Muchos de nuestros lectores sabrán (o, quizás, no) que el pasado viernes ocurrió algo inaudito: Google se ‘apagó’ durante dos minutos. Todos sus servicios dejaron de funcionar en ese corto periodo de tiempo. Ni el buscador, ni Youtube, ni Gmail ni ninguna otra de las múltiples herramientas que ofrecen los de Mountain View. En circunstancias normales, eso sería una mera anécdota pero cuando hablamos de la compañía de Page y Brin, todo se magnifica. Las cifras que acarreó este ‘apagón’ producen sorpresa y preocupación a partes iguales:

  • Caída del 40% del tráfico web mundial.
  • Pérdidas para la compañía de 545.000 dólares.

En alguna ocasión, hace ya varios años, en estas mismas líneas se planteó la eterna pregunta de si la compañía es un monopolio ‘de facto’ (aunque no haya sanciones efectivas ni sentencias importantes). A la luz de este último caso, sí que cabe preguntarse, al menos, si la dependencia global hacia estos servicios, si el dominio aplastante de una sola empresa en multitud de frentes es, realmente, positivo. Si no debería haber un mayor control para evitarlo.

Seguramente, en este punto saldrán a la palestra las voces que esgrimen como argumento el libre mercado y la falta de barreras de entrada para plantarle cara. Pero, realmente, claro que existen, aunque no sean visibles, ni físicas, pues cuando el tamaño es tan enorme, la capacidad para hacer frente es casi nula.

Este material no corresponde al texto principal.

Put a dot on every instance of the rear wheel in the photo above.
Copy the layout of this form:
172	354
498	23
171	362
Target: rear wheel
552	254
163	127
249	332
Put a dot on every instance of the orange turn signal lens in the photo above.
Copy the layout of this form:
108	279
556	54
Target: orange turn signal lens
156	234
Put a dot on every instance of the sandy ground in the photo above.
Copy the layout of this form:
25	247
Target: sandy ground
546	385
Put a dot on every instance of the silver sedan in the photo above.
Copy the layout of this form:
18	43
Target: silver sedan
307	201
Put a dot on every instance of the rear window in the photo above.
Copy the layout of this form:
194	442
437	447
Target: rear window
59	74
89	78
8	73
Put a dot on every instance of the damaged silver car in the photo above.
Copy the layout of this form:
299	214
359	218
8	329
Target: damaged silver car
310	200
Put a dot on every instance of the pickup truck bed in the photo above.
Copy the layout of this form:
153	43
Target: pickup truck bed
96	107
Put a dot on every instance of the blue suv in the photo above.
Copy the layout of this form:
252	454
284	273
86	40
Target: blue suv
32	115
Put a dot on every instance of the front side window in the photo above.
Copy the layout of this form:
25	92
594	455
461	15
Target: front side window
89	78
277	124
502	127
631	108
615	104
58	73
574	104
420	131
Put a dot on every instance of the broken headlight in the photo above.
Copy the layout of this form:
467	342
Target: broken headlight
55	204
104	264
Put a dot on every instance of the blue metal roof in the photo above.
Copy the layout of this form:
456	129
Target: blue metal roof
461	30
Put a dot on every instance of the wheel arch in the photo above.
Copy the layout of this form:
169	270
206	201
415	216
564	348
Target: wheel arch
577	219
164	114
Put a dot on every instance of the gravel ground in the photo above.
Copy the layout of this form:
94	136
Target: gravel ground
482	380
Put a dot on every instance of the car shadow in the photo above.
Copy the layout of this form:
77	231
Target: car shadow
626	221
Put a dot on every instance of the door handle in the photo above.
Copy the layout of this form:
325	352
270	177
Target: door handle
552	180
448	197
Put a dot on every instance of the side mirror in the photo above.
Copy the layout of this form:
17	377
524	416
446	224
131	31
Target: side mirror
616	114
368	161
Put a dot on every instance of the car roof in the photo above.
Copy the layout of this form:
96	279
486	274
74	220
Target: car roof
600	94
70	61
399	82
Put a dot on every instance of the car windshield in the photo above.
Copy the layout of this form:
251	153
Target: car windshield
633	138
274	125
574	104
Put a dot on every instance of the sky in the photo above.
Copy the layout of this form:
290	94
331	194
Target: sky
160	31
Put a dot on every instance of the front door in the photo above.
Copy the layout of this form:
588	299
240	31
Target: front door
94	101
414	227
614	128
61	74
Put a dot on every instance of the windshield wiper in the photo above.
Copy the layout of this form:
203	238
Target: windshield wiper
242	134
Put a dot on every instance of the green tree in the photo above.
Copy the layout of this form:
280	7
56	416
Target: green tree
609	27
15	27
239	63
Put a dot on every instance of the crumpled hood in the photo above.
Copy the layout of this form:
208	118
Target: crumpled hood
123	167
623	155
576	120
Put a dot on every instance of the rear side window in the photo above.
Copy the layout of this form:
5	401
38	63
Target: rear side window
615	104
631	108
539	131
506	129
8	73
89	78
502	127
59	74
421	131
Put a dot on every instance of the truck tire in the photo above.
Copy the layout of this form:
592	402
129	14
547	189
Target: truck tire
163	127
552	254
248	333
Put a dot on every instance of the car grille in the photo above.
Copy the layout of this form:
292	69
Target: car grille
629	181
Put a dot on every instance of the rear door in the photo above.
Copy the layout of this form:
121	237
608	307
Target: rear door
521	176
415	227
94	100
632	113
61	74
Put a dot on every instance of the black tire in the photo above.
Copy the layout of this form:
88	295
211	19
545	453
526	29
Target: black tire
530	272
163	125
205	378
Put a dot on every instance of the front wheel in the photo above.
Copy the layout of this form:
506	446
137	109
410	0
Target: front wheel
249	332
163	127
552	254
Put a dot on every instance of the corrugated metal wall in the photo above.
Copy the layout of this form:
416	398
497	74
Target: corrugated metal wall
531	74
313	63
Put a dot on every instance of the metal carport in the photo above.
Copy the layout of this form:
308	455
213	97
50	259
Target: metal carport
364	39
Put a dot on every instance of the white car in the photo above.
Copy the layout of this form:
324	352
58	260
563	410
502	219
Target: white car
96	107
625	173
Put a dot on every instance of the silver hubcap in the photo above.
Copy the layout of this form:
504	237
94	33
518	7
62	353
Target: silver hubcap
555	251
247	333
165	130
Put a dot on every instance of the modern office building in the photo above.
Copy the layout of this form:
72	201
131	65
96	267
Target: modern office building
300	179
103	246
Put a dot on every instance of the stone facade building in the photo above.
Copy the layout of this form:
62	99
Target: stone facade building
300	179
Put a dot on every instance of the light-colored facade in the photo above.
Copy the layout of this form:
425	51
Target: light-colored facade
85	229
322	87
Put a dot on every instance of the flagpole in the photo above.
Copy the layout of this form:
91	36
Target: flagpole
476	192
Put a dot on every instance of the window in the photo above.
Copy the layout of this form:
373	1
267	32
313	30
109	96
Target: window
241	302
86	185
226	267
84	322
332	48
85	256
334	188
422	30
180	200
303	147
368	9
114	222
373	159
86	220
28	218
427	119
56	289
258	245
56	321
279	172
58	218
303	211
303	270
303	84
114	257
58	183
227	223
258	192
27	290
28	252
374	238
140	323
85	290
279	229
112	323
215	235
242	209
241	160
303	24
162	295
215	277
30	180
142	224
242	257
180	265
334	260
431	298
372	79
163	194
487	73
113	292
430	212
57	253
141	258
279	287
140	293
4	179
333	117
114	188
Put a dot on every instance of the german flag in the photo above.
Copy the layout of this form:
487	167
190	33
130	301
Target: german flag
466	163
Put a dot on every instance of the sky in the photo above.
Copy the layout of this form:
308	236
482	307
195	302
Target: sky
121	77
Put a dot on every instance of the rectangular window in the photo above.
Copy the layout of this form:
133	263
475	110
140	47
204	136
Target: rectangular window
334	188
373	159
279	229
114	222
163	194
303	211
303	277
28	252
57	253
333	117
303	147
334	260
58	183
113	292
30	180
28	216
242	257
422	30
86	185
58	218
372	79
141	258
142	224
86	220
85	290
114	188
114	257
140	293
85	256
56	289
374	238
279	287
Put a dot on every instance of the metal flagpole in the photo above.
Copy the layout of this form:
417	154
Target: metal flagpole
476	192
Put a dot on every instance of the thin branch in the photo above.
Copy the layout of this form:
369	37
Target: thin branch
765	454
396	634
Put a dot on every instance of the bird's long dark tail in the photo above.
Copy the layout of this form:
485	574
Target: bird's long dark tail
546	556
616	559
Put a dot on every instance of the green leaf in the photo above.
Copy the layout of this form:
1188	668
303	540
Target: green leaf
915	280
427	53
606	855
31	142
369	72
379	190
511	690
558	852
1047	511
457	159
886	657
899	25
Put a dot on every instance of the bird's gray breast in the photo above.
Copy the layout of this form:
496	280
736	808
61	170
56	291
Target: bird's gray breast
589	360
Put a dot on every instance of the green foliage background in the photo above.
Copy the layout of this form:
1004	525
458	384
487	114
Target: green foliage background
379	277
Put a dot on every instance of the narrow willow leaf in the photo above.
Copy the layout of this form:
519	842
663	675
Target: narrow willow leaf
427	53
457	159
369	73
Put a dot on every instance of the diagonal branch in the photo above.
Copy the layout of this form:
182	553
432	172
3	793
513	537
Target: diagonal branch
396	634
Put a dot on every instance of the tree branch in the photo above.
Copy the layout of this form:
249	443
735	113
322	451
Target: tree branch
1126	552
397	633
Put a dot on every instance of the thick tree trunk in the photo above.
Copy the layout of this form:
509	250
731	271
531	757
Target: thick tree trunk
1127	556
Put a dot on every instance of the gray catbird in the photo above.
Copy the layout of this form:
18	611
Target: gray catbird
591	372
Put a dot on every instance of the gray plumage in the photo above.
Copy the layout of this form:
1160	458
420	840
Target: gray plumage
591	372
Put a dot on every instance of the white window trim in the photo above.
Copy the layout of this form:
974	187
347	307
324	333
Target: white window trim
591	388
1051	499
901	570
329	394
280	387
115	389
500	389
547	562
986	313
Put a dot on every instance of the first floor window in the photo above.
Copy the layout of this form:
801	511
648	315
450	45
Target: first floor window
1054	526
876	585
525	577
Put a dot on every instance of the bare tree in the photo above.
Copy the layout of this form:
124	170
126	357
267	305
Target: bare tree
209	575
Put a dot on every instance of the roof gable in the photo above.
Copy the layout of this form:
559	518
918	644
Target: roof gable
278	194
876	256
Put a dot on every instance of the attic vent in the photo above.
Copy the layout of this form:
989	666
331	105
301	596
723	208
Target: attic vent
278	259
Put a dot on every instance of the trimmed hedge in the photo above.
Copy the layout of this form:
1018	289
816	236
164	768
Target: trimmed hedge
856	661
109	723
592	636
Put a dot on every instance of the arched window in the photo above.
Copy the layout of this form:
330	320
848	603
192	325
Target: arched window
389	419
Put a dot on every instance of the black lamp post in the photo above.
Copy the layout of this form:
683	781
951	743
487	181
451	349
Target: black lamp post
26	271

Y sólo un ejemplo: Google cerró hace semanas su servicio Reader (para leer los feed de las páginas web y blogs). Hasta ese momento, no había ni una sola alternativa a su servicio. Nadie se planteaba invertir dinero y tiempo en plantar cara, cuando hay tantos visos de perder. Su final ha despertado una sana competencia con el surgimiento de varios proyectos, entre los que destaca Feedly.

¿Quiere esto decir que Google es un ‘tapón’ para la innovación? No lo creo. Sus aportaciones han cambiado la vida y la forma de trabajar en Internet y también han servido para que surjan otras. Entonces, ¿qué hay de malo en su dominio absoluto? Esa excesiva dependencia, por ausencia de competidores que que hagan verdaderamente libre un mercado.

Al margen de prácticas poco éticas y de la pérdida de sentido del ‘Don´t be evil’ (lema corporativo del gigante), deberíamos plantearnos si esta dependencia de Google por parte de empresas, organismos, profesionales y usuarios particulares no es nociva y contraproducente. Si no implica, de facto, un monopolio. Que la caída de un proveedor de servicios haga que el tráfico mundial se desplome un 40% no debería ser algo normal.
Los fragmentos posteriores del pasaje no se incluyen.